ST. GEORGE: Che cosa aspetta Lei dagli americani?
CASTRO: L’opinione pubblica del suo paese dovrebbe conoscere di più i movimenti democratici e nazionalisti d’America Latina. Perché avere paura di liberare i popoli, sia ungherese che cubano? Perché dare per scontato che dettatori anacronistici sono i migliori guardiani dei nostri diritti e sono per voi i migliori alleati? Qual è la differenza tra una dettatura di una casta militare come quella di Batista, e le dettature comuniste o fasciste che voi dite che detestate? Per qualsiasi statunitense sarebbe assurdo ed esecrabile che un capo dell’esercito o un capo della polizia deponesse o mandasse via il governatore di uno stato e si dichiarasse personalmente governatore. Chi lo riconoscerebbe in tale carica? Tuttavia, questo succede frequentemente in America Latina. Procurando delle armi per questi usurpatori del potere – gli uomini della tristemente celebre “internazionale delle sciabole”, tiranni come Pérez Jiménez de Venezuela, l’esiliato Rojas Pinilla di Colombia, Trujillo de la Repubblica Dominicana- voi state ammazzando lo spirito democratico di America Latina. Che i vostri carri armati, gli aerei, le armi che voi inviate dagli Stati Uniti a Batista di buona fede si utilizzano nella difesa dell’emisfero. Lui gli usa per intimorire il suo popolo indifeso. Come potrebbe contribuire alla difesa emisferica. Non ha potuto piegarci nemmeno quando eravamo soltanto dodici uomini.
Credo fermamente che le nazioni di America Latina possono riuscire ad avere la stabilità politica sotto forme di governo rappresentativo, come hanno altre nazioni.
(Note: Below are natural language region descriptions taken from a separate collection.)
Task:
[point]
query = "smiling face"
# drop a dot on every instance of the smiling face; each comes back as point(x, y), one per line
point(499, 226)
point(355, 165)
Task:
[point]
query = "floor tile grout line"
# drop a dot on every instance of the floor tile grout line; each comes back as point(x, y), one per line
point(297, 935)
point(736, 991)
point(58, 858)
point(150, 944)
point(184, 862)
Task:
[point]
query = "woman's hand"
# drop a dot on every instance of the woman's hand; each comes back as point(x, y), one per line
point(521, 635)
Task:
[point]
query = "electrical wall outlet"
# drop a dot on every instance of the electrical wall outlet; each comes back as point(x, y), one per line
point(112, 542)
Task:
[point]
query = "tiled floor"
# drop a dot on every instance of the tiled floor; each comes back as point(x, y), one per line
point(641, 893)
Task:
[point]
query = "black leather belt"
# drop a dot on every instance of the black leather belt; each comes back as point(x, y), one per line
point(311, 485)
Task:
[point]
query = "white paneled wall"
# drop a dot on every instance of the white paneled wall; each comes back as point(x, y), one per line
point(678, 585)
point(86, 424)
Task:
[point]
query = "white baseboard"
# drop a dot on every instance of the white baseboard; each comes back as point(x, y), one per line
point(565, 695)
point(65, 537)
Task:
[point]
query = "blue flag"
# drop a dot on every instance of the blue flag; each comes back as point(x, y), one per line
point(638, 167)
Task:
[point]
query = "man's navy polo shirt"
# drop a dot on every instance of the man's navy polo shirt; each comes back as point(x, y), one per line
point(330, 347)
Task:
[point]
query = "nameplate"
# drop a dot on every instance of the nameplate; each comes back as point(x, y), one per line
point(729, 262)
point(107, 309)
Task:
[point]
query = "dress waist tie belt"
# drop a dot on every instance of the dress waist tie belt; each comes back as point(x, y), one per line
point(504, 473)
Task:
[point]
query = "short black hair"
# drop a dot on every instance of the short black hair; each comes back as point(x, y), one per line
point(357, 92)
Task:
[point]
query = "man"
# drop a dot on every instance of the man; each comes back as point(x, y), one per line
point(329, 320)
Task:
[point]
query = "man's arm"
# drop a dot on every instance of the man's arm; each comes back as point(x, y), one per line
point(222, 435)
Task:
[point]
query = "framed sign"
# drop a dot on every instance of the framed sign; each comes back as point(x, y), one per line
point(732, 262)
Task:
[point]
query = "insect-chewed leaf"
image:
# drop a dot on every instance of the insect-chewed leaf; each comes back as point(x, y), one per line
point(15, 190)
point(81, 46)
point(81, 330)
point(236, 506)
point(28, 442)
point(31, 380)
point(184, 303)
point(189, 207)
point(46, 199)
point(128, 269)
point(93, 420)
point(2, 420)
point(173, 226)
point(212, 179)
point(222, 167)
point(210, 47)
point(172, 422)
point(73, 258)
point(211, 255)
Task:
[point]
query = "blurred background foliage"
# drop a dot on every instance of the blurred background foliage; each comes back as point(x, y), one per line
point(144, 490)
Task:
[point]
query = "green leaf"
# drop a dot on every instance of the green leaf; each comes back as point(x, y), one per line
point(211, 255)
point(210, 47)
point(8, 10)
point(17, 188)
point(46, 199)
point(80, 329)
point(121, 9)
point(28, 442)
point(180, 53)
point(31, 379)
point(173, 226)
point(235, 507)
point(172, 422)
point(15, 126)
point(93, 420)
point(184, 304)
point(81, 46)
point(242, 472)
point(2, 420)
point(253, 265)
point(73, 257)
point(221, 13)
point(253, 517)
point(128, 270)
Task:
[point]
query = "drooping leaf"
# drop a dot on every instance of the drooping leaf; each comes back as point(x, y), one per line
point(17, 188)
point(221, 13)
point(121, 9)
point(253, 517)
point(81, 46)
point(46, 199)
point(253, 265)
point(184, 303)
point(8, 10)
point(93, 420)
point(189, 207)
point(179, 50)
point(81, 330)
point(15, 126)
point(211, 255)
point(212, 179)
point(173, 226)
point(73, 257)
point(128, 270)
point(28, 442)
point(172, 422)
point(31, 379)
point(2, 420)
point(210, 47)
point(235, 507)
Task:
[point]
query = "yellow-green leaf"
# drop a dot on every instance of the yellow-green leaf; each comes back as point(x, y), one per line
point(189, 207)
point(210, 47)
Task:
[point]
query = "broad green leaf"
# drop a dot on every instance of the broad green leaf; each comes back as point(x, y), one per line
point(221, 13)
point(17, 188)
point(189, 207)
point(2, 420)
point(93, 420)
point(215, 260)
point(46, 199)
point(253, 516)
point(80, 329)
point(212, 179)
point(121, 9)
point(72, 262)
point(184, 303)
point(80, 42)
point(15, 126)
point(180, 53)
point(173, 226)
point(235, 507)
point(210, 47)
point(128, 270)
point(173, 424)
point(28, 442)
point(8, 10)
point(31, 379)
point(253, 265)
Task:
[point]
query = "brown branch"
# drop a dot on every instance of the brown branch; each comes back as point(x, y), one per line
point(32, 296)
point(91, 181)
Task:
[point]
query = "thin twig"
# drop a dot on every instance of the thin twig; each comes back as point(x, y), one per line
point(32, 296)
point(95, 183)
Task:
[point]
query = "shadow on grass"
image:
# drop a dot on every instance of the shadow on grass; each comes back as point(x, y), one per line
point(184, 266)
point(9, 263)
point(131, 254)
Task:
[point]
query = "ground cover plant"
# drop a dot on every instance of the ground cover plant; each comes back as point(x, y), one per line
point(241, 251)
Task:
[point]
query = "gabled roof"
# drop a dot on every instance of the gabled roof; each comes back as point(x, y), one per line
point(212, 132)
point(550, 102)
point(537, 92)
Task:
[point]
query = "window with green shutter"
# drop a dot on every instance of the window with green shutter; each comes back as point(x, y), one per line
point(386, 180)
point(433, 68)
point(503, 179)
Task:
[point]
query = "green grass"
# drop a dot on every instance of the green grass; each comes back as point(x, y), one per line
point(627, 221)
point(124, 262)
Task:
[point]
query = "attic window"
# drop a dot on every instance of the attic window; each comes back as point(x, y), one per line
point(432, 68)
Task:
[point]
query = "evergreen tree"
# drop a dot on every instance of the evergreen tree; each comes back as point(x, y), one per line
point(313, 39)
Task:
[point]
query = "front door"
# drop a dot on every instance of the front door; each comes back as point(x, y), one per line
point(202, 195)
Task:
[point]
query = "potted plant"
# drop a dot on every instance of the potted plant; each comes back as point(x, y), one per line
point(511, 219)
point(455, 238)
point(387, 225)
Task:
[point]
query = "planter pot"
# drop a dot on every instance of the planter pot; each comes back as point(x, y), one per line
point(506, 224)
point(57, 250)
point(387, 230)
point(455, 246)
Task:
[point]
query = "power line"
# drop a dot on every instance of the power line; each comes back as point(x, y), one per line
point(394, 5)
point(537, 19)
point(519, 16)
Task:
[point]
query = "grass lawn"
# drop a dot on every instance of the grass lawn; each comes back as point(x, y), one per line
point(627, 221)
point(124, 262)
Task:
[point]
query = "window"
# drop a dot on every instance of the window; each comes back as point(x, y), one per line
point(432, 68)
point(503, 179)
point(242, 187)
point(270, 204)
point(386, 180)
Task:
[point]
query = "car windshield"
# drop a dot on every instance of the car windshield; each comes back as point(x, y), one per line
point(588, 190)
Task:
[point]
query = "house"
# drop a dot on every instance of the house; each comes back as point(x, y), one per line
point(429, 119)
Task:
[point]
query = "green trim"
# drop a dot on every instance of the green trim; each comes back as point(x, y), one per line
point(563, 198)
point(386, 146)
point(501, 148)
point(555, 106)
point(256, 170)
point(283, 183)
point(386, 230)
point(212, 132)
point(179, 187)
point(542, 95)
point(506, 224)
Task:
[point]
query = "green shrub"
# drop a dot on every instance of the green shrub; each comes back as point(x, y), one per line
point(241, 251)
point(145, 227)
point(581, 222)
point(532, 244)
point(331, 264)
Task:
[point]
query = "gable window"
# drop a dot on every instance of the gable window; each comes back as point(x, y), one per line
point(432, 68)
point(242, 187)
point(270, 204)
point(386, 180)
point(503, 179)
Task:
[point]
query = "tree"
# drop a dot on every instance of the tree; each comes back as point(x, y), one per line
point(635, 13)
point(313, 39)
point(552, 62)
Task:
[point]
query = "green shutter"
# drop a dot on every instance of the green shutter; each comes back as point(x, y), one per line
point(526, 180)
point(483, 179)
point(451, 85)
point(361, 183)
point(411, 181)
Primo abbiamo bisogno di raggiungere il progresso materiale per sollevare i bassi livelli di vita; abbiamo bisogno di un clima di libertà, dove potremo promuovere abitudini democratiche. Questo non è possibile raggiungerlo mai sotto una tirannia.
Gli sforzi che si fanno in molti paesi latinoamericani per avere un proprio governo discordano di essere perfetti; questo lo so. Pero possiamo curarci di questi mali- a meno che intervengano dettatori e strangolino questa evoluzione politica naturale, e ricevano aiuto e riconoscimento da altri paesi. Gli ripeto: in realtà consegnando delle armi a Batista voi gli state facendo la guerra al popolo cubano.